The mathematical expression linking the sampling rate of the analog front-end AFE to the net bit-rate achievable by the transmitter is the following:

$$ {R}_b=\frac{S_R}{f_{ov}}\gamma $$
(26.1)

where SR is the AFE sampling rate expressed in Msamples/sec, f ov is the oversampling factor, expressed in samples/symbol, and γ is the number of information bits carried by each symbol. In [5], the MAX19713 component, commercialized by Maxim Integrated (San Jose, CA) is used for the implementation of a 60 Mb/s cubesat transceiver. The MAX19713 AFE is capable of supporting a sampling rate of 45 MS/s with 12 bits ADC and DAC converters [6]. In order to support the minimum required data rate of 180 Mb/s, imposing an oversampling rate of 3 samples/symbol – that is needed to guarantee the correct working of ADC and DAC [5] – the parameter γ should assume values higher than 12 bit/symbol. Clearly, it is better to consider other AFE components, characterized by higher sample rate. Having a look to the Texas Instruments’ shelf, we can find the AFE5816 product, originally designed for ultrasound systems and high-speed data acquisition systems [7], that is capable of supporting up to 80 MS/sec with 12 bit ADC and DAC. Fixing again fov = 3, the value of γ decreases to 6.75 bit/symbol that is still quite high, but much more affordable from the viewpoint of the link budget parameterization.

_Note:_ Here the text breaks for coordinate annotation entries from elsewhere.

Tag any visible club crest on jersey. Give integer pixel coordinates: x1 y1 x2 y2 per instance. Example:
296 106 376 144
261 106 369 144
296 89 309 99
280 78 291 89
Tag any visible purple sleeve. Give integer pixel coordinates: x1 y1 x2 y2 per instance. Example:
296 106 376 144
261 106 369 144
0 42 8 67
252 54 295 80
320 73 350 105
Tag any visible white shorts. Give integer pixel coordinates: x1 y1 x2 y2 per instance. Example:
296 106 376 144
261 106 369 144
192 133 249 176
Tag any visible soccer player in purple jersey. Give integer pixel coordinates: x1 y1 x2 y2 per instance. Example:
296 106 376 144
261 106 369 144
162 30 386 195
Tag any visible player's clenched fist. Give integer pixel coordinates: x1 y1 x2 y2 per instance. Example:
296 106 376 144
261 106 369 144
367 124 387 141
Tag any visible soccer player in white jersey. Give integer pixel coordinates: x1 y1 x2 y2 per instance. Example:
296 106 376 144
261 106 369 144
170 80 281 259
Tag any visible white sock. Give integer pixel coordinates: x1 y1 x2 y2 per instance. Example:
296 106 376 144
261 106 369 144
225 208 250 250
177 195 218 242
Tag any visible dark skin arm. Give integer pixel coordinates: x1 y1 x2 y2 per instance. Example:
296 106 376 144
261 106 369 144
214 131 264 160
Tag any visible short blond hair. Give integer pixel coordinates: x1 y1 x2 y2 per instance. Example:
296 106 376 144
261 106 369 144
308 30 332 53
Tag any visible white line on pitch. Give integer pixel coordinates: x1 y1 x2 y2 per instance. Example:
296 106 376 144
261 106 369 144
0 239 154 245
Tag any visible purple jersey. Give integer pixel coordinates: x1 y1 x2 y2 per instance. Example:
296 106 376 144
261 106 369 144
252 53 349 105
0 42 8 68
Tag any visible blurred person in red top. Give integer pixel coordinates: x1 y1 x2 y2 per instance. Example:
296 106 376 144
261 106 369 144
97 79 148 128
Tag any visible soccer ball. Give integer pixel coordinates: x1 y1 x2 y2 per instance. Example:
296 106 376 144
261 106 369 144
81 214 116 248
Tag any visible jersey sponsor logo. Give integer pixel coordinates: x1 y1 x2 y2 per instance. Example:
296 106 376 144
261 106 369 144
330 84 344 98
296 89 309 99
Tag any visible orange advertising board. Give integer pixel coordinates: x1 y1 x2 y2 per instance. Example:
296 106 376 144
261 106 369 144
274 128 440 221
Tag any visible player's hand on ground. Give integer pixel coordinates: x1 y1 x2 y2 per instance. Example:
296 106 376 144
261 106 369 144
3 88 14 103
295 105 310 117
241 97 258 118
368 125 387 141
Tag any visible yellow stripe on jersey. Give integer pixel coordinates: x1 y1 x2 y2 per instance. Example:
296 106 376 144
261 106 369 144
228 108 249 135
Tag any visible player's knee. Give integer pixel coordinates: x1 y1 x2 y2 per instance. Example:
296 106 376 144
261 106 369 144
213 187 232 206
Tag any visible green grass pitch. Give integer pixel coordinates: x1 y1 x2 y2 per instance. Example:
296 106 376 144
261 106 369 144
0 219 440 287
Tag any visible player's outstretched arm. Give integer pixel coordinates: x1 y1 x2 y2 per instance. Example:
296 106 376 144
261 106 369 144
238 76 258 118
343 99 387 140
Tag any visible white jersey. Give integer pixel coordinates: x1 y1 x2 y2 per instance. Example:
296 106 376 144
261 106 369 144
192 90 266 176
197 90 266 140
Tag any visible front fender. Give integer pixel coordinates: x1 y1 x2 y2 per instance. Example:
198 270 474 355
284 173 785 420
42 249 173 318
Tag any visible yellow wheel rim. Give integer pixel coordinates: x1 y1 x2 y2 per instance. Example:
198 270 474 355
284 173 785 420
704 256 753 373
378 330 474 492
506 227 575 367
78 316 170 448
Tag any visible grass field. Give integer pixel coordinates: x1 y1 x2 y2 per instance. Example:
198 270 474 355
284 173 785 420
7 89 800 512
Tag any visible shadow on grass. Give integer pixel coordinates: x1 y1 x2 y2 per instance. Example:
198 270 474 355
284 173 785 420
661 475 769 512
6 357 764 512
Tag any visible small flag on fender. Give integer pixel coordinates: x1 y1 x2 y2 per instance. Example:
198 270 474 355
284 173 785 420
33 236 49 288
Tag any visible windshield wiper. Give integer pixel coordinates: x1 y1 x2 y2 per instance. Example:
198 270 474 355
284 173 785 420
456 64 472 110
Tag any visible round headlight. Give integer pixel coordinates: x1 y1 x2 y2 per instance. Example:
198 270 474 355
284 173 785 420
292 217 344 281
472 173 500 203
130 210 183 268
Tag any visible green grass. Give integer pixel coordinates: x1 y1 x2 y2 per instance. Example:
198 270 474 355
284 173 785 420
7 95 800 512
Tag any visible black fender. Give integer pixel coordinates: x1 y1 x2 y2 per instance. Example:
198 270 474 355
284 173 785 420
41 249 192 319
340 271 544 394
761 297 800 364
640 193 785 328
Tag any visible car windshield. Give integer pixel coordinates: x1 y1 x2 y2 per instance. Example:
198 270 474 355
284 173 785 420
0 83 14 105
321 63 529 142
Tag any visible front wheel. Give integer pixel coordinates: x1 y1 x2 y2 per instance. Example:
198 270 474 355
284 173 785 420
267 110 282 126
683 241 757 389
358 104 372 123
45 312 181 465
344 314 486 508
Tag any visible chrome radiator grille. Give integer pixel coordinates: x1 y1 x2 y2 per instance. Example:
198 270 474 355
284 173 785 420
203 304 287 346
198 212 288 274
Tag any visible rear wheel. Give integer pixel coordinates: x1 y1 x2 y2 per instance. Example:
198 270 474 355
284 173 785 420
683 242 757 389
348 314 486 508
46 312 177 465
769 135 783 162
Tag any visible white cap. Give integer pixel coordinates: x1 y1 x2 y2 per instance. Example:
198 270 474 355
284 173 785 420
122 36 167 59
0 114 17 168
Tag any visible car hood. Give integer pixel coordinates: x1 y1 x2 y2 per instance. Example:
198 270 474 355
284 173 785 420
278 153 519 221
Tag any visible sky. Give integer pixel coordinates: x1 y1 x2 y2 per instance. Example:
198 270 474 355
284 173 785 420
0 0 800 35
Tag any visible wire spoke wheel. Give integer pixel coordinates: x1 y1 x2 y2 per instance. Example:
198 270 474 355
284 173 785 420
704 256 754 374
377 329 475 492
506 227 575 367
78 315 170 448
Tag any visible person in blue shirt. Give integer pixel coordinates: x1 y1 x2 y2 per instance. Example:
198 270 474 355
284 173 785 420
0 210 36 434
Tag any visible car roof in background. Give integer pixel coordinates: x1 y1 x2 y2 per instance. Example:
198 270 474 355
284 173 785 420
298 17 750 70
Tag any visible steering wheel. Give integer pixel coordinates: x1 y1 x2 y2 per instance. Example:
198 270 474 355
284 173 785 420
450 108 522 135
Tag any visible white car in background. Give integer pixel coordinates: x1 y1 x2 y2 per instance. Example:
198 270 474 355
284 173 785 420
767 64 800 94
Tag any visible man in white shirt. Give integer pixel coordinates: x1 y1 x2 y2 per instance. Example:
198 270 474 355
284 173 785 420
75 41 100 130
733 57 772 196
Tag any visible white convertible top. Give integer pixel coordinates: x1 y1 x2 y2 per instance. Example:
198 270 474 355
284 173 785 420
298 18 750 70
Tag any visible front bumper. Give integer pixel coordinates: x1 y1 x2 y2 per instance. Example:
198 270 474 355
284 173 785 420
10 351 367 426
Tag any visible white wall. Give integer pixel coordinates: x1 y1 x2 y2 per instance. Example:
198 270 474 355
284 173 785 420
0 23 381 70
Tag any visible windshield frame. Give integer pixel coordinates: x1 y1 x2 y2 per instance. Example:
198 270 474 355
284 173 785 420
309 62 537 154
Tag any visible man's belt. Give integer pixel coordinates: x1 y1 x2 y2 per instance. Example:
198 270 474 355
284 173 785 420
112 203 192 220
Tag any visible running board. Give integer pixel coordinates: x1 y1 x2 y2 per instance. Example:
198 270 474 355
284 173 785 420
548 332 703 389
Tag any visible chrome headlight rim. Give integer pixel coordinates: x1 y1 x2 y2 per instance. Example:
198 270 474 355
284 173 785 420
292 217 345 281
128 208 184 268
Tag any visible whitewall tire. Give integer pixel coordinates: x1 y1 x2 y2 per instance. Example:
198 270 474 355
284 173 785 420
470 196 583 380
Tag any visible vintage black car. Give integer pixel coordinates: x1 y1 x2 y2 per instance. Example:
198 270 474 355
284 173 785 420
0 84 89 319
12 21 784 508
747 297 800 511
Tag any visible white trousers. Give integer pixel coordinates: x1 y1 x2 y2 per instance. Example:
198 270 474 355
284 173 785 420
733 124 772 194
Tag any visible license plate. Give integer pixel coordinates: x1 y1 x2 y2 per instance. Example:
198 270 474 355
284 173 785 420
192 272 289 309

Thanks to the analytical evaluation of BER at the output of RS decoding shown in [6], the link budget should provide a link BER < 10−12, in the worst case of longest BBU-RRH distance. Such values will be confirmed by the simulations, described in details in the next section.

5.3 Preliminary Results

Two SIMULINK-based simulators have been employed in order to simulate the cubesat orbits and the cubestat link, respectively. Some relevant results are presented in the following figures, where Fig. 26.9 shows the allowed number of turbo iteration allowed by using the Split D architecture, while Fig. 26.10 represent the corresponding BER.

Fig. 26.9
figure 9

Number of turbo decoding iterations number allowed in case of Split D of virtual BBU

Fig. 26.10
figure 10

Raw BER performance (blue curve and left axis) and BER after RS decoding (analytical lower bound – orange curve and right axis) vs. cubesat flight time in the worst case of 350 Km altitude and k 0 = 1

6 Conclusions

This paper presented the ongoing activities to design a flexible border monitoring architecture based on the usage of aerial platforms (UAVs, blimps, cubesats), developed in the framework of the NATO SPS G5428 DAVOSS project. Future activities will be focused on implementing and measuring the actual performance of the architecture on a real scenario.